Filmmaker: Do you think a male director might have handled the making of this film differently? In your opinion, how did being a female filmmaker affect how this film got made?
McLeod: Of course we are different in the kind of material that resonates with us and how we approach that material. Would a man have been this interested in this story? I like to think so. I feel that the material is not gender specific. But I do think that a man would have perhaps had less patience with the process and probably would have carved out a different story with the same material. Men are also harder on themselves than woman are. One man was mystified as to why I chose Cary as my main subject, and that was one reason that we weren’t funded by him.
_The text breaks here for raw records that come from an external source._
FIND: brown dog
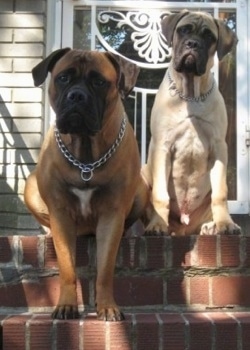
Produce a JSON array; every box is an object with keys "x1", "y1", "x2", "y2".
[
  {"x1": 143, "y1": 10, "x2": 241, "y2": 236},
  {"x1": 24, "y1": 48, "x2": 149, "y2": 320}
]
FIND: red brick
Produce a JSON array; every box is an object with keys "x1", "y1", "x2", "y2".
[
  {"x1": 29, "y1": 315, "x2": 53, "y2": 349},
  {"x1": 120, "y1": 237, "x2": 140, "y2": 268},
  {"x1": 3, "y1": 315, "x2": 32, "y2": 350},
  {"x1": 195, "y1": 236, "x2": 217, "y2": 267},
  {"x1": 190, "y1": 277, "x2": 209, "y2": 305},
  {"x1": 24, "y1": 277, "x2": 84, "y2": 308},
  {"x1": 243, "y1": 237, "x2": 250, "y2": 266},
  {"x1": 165, "y1": 236, "x2": 172, "y2": 267},
  {"x1": 44, "y1": 236, "x2": 57, "y2": 268},
  {"x1": 185, "y1": 313, "x2": 212, "y2": 350},
  {"x1": 45, "y1": 236, "x2": 90, "y2": 268},
  {"x1": 109, "y1": 314, "x2": 132, "y2": 350},
  {"x1": 83, "y1": 314, "x2": 105, "y2": 350},
  {"x1": 114, "y1": 276, "x2": 163, "y2": 306},
  {"x1": 172, "y1": 236, "x2": 192, "y2": 267},
  {"x1": 167, "y1": 277, "x2": 187, "y2": 304},
  {"x1": 21, "y1": 236, "x2": 40, "y2": 267},
  {"x1": 220, "y1": 235, "x2": 240, "y2": 267},
  {"x1": 212, "y1": 276, "x2": 250, "y2": 306},
  {"x1": 146, "y1": 236, "x2": 165, "y2": 269},
  {"x1": 233, "y1": 312, "x2": 250, "y2": 350},
  {"x1": 160, "y1": 313, "x2": 186, "y2": 350},
  {"x1": 2, "y1": 311, "x2": 250, "y2": 350},
  {"x1": 0, "y1": 237, "x2": 12, "y2": 263},
  {"x1": 23, "y1": 277, "x2": 60, "y2": 307},
  {"x1": 135, "y1": 314, "x2": 159, "y2": 350},
  {"x1": 0, "y1": 283, "x2": 27, "y2": 307},
  {"x1": 207, "y1": 312, "x2": 238, "y2": 350},
  {"x1": 56, "y1": 319, "x2": 80, "y2": 350},
  {"x1": 0, "y1": 276, "x2": 84, "y2": 309}
]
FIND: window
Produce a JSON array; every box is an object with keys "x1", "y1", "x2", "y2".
[{"x1": 50, "y1": 0, "x2": 249, "y2": 214}]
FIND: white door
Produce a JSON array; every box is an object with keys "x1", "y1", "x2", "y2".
[{"x1": 49, "y1": 0, "x2": 249, "y2": 214}]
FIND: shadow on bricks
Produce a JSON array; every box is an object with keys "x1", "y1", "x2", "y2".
[
  {"x1": 115, "y1": 222, "x2": 197, "y2": 310},
  {"x1": 0, "y1": 236, "x2": 28, "y2": 312},
  {"x1": 0, "y1": 94, "x2": 41, "y2": 235}
]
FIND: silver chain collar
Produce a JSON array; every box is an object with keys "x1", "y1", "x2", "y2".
[
  {"x1": 167, "y1": 70, "x2": 215, "y2": 102},
  {"x1": 54, "y1": 117, "x2": 127, "y2": 182}
]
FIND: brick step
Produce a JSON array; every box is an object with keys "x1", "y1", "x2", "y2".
[
  {"x1": 0, "y1": 233, "x2": 250, "y2": 311},
  {"x1": 2, "y1": 311, "x2": 250, "y2": 350}
]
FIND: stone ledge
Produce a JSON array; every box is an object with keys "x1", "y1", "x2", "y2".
[{"x1": 2, "y1": 311, "x2": 250, "y2": 350}]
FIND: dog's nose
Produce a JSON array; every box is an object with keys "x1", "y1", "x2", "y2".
[
  {"x1": 186, "y1": 39, "x2": 200, "y2": 49},
  {"x1": 67, "y1": 89, "x2": 86, "y2": 103}
]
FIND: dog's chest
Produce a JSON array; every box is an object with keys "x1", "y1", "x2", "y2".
[
  {"x1": 71, "y1": 187, "x2": 95, "y2": 217},
  {"x1": 171, "y1": 118, "x2": 213, "y2": 169}
]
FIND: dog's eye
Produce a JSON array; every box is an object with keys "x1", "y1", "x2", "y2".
[
  {"x1": 89, "y1": 71, "x2": 108, "y2": 88},
  {"x1": 178, "y1": 25, "x2": 192, "y2": 35},
  {"x1": 203, "y1": 29, "x2": 216, "y2": 42},
  {"x1": 57, "y1": 74, "x2": 70, "y2": 84},
  {"x1": 92, "y1": 77, "x2": 106, "y2": 87}
]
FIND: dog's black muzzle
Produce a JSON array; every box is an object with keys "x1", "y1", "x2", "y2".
[
  {"x1": 55, "y1": 85, "x2": 104, "y2": 135},
  {"x1": 174, "y1": 37, "x2": 208, "y2": 76}
]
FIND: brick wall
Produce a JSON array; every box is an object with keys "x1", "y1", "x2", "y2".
[
  {"x1": 0, "y1": 232, "x2": 249, "y2": 349},
  {"x1": 1, "y1": 234, "x2": 250, "y2": 311},
  {"x1": 0, "y1": 0, "x2": 46, "y2": 234}
]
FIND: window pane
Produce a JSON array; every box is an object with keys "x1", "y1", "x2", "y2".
[{"x1": 73, "y1": 9, "x2": 91, "y2": 49}]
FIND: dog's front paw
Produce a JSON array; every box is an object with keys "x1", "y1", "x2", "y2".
[
  {"x1": 216, "y1": 221, "x2": 241, "y2": 235},
  {"x1": 97, "y1": 305, "x2": 125, "y2": 322},
  {"x1": 52, "y1": 305, "x2": 79, "y2": 319},
  {"x1": 200, "y1": 221, "x2": 217, "y2": 235},
  {"x1": 200, "y1": 221, "x2": 241, "y2": 235},
  {"x1": 145, "y1": 216, "x2": 169, "y2": 235}
]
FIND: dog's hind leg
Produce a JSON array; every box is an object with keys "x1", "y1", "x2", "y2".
[{"x1": 24, "y1": 171, "x2": 50, "y2": 227}]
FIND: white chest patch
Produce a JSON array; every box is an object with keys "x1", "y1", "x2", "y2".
[{"x1": 71, "y1": 188, "x2": 95, "y2": 218}]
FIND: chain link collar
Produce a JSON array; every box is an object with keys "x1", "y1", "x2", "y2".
[
  {"x1": 167, "y1": 70, "x2": 215, "y2": 102},
  {"x1": 54, "y1": 117, "x2": 127, "y2": 182}
]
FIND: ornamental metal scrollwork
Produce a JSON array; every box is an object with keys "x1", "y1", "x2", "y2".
[{"x1": 98, "y1": 10, "x2": 171, "y2": 66}]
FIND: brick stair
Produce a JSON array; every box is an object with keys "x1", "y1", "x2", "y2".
[{"x1": 0, "y1": 227, "x2": 250, "y2": 349}]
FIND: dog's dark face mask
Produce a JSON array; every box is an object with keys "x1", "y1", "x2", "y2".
[
  {"x1": 161, "y1": 10, "x2": 237, "y2": 77},
  {"x1": 173, "y1": 17, "x2": 217, "y2": 76},
  {"x1": 31, "y1": 48, "x2": 139, "y2": 136},
  {"x1": 53, "y1": 63, "x2": 110, "y2": 135}
]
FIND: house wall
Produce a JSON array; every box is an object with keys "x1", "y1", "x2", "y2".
[{"x1": 0, "y1": 0, "x2": 47, "y2": 234}]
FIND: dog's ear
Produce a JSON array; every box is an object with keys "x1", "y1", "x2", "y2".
[
  {"x1": 32, "y1": 48, "x2": 71, "y2": 87},
  {"x1": 161, "y1": 10, "x2": 189, "y2": 47},
  {"x1": 215, "y1": 19, "x2": 238, "y2": 60},
  {"x1": 105, "y1": 52, "x2": 140, "y2": 99}
]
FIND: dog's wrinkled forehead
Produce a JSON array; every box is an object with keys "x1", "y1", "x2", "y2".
[
  {"x1": 176, "y1": 13, "x2": 218, "y2": 39},
  {"x1": 51, "y1": 50, "x2": 117, "y2": 81}
]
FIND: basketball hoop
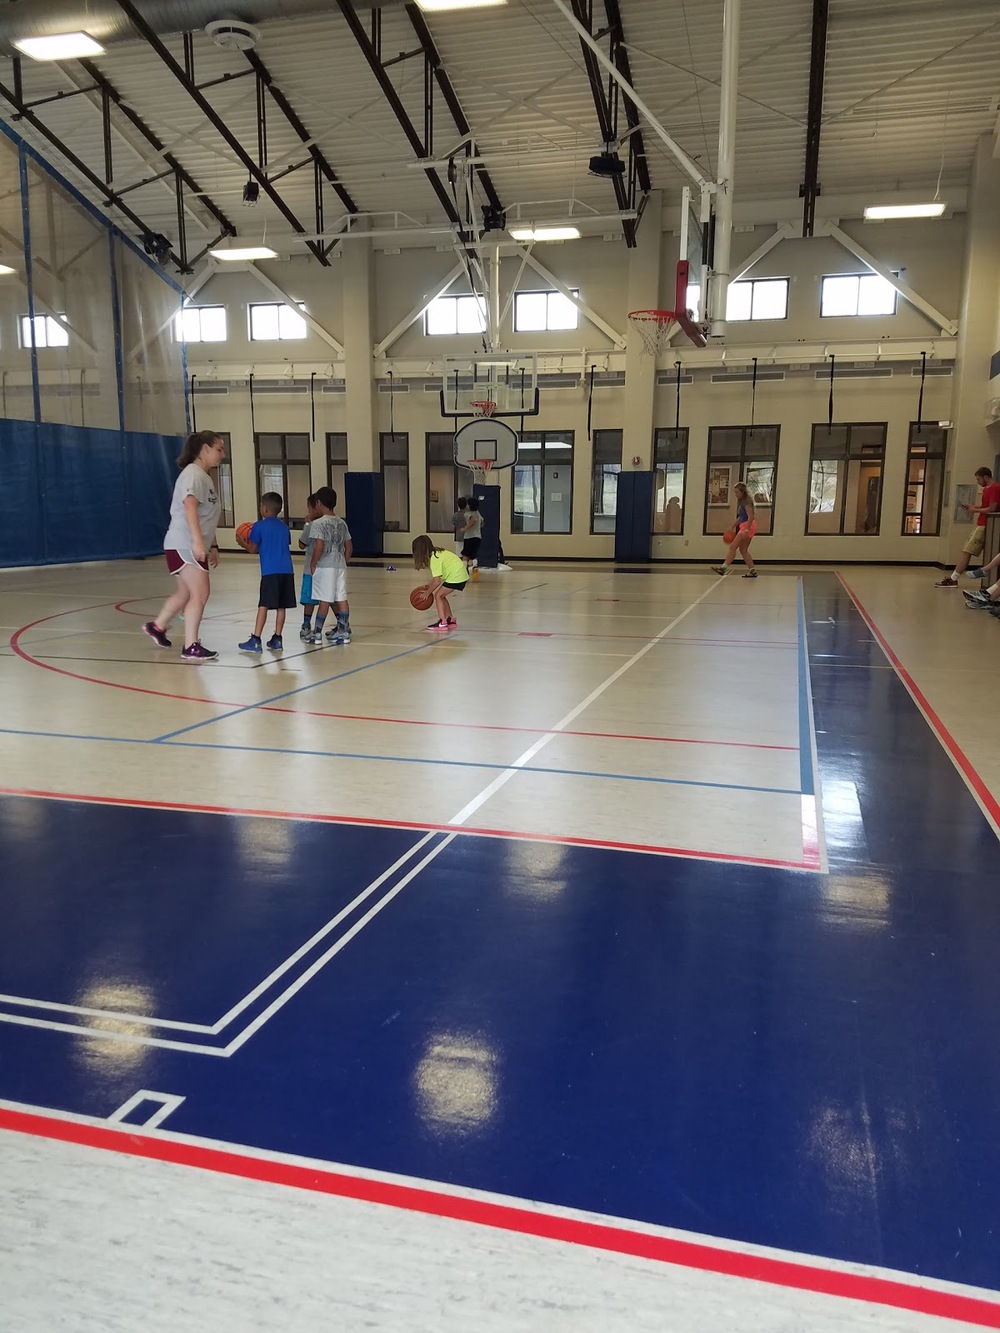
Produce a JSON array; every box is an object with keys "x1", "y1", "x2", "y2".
[
  {"x1": 628, "y1": 309, "x2": 676, "y2": 357},
  {"x1": 466, "y1": 458, "x2": 495, "y2": 487},
  {"x1": 469, "y1": 399, "x2": 496, "y2": 417}
]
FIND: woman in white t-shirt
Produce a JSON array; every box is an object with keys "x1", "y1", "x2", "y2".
[{"x1": 142, "y1": 431, "x2": 226, "y2": 662}]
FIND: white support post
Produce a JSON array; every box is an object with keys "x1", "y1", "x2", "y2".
[
  {"x1": 708, "y1": 0, "x2": 741, "y2": 337},
  {"x1": 488, "y1": 242, "x2": 502, "y2": 352},
  {"x1": 373, "y1": 264, "x2": 464, "y2": 358},
  {"x1": 519, "y1": 249, "x2": 627, "y2": 349},
  {"x1": 821, "y1": 222, "x2": 959, "y2": 336}
]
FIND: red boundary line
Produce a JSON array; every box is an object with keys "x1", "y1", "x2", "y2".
[
  {"x1": 1, "y1": 1106, "x2": 998, "y2": 1327},
  {"x1": 10, "y1": 604, "x2": 799, "y2": 753},
  {"x1": 837, "y1": 574, "x2": 1000, "y2": 831},
  {"x1": 0, "y1": 786, "x2": 815, "y2": 872}
]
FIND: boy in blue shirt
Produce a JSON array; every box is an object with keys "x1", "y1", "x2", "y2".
[{"x1": 236, "y1": 492, "x2": 297, "y2": 652}]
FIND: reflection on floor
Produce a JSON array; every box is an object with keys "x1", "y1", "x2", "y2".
[{"x1": 1, "y1": 560, "x2": 999, "y2": 1330}]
He was supper critical of Cary in a way that honestly made me feel badly for funde, because his criticism was superficial.
Filmmaker: In what ways do you think being a female filmmaker has helped or impeded your trajectory in the film industry?
McLeod: I wanted to be a cinematographer when I first got interested in the film business. This was almost 40 years ago now. I worked at an equipment rental house and learned to load magazines. I learned I couldn’t find a single cinematographer who would let me load mags for them. It was astounding to me, but try as I might at that time I couldn’t get a job as a loader. There were no women on the set at that time except for script supervisors. wardrobe and make up artists. I became a script supervisor on features. That job at the time was still referred to as “script girl.”
I’ve seen some very big changes, but there is still so much room for growth when it comes to equality.
Filmmaker: How can we get more women making movies?
McLeod: Give them cameras and encourage them to tell their stories. I wrote a script years ago that I wanted to make into a feature. It was a story about a woman who lived in her car as the result of a divorce. I was able, with the help of a great producer, to raise $3 million dollars and get Chris Cooper and Sam Jackson attached to the film. It eventually fell apart because I couldn’t get a leading lady that the financing and I could agree on. I can’t tell you how many studio executives I met during that time who wanted to know where the male characters were. I had to write a scene for the husband who was originally left out of the film except for one small scene. I wrote the scene because I thought it would make the film better. But I realized at that time, which fortunately has changed now, that the story was too female-oriented and therefore the men who were the ones who could green light it couldn’t relate to the story that well or worse, were threatened by it.
Filmmaker: Of the big blockbuster movies out there, which do you wish you had directed?
McLeod: Oh, my gosh there are so many great films out there. This year in American films I can think of several: Her, Gravity, 12 Years a Slave, Nebraska.
Filmmaker: What’s next?
McLeod: It’s a secret.
Filmmaker: What do you hope to gain from being at SXSW? Who would be your dream person to meet while there?
McLeod: I am excited to see what it’s like now. I haven’t been there since it was [just] a music festival. I want to meet people who share the same passion for film that I do.
Filmmaker: What is a question I should have asked but didn’t that you think is relevant to your film?
McLeod: I think you’ve done a perfectly good job of it.
There is one production story that I can tell you. When we arrived in Svalbard it was getting dark but I wanted to see the vault, so the videographer and I went to the vault. But by the time we got there it was dark, the wind was howling and there was a shot that I wanted to get of the vault in the dark. We panned the car lights so that we could use them for fill in part of the shot and leaped out of the car. We trudged up the hill in the deep snow and were setting up the shot when I realized that I didn’t have a hat on and it was literally 30 below. I first noticed that my nose was cold and then that it hurt and I bolted down the hill for my hat and gator. Sometimes you get so excited about the shot that everything else goes by the wayside. We didn’t use the shot and I didn’t get frost bite. Whew!